Cantargia AB (publ), reg. no. 556791-6019, is a biotechnology company that develops antibody-based treatments for life-threatening diseases and has established a platform based on the protein IL1RAP, involved in a number of cancer forms and inflammatory diseases. Cantagia’s lead drug candidate, the antibody nadunolimab, is being studied clinically in combination with chemotherapy or immune therapy, with a primary focus on non-small cell lung cancer and pancreatic cancer. Positive interim data from the combination of nadunolimab with chemotherapy indicate stronger efficacy than would be expected from chemotherapy alone. Cantargia’s second program, the antibody CAN10, addresses treatment of serious autoimmune/inflammatory diseases, with initial focus on systemic sclerosis and myocarditis.
Cantargia is listed on Nasdaq Stockholm (ticker: CANTA). More information about Cantargia is available at www.cantargia.com.
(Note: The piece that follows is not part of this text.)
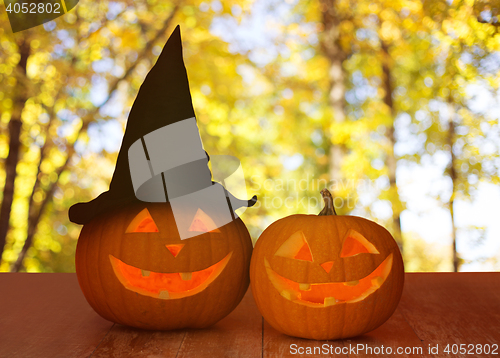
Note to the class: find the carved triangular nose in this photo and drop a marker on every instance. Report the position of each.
(327, 266)
(175, 249)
The CAN10 antibody binds strongly to its target IL1RAP and has a unique capability to simultaneously inhibit signaling via IL-1, IL-33 and IL-36. Inhibition of these signals can be of significant value in the treatment of several inflammatory or autoimmune diseases. The initial focus of CAN10 will be on two severe diseases: myocarditis and systemic sclerosis. In preclinical in vivo models of myocarditis, a CAN10 surrogate antibody significantly reduced the development of inflammation and fibrosis, and significantly counteracted the deterioration of the cardiac function. CAN10 also inhibited disease development in models of systemic sclerosis, peritonitis, psoriasis and psoriatic arthritis. CAN10 is currently in late-stage preclinical development and the first clinical trial is expected to begin in early 2023.